Heffington would like to ask members of the U.S. Congress how much help lowering tariffs has been to the economy.

Farmer Randall Gray takes issue with changes in crop insurance. “We’re now entitled to payments that are 10 cents a pound lower than last year,” he says. “That’s below loan price.”

Drake points to another uncomfortable wrinkle in the flawed fabric of crop insurance. If drought hits cotton early and it doesn’t make a stand, farmers have to wait 30 days past the established planting deadline before the crop is released for insurance. “We’ll be into the first of July by then,” Drake explains, “too late to plant a second crop and insure it.”

“The government has pushed us to use crop insurance as our main safety net and then they poke holes in it,” Jerry Clawson says. “We should be allowed to plant a second crop in a timely manner.” He says too much of the money farmers spend on insurance premiums goes to administration instead of back to farmers who need it.

Of all the complaints farmers have about farm legislation, the most critical for the moment is timing. They needed farm legislation in place last fall, as they made preliminary plans for the 2002 crop.

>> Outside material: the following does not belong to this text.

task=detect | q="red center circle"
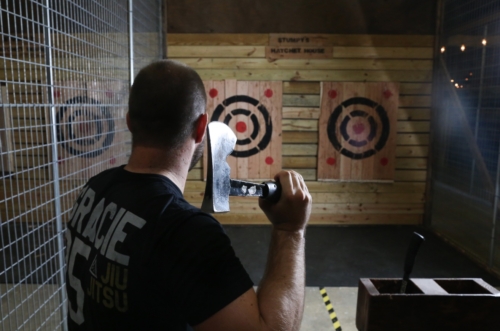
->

“They’re planting cotton in the Lower Rio Grande Valley and have no clue what the next farm bill will provide,” says Drake. “We may not have a clue when we plant in the South Plains. It’s hard to figure crop potential without a program in place.”

It’s hard on bankers too, says Farris. “In the past few years we have relied more and more on government programs that help guarantee payments,” he says. “This year, we have to work up loans not knowing what will happen with legislation. We just have to hope things get better.”

Farris says the best economic stimulus package Congress can enact for rural America is a good farm program.

“If we get a good bill, we can begin to recover what we lost the last few years,” Heffington says.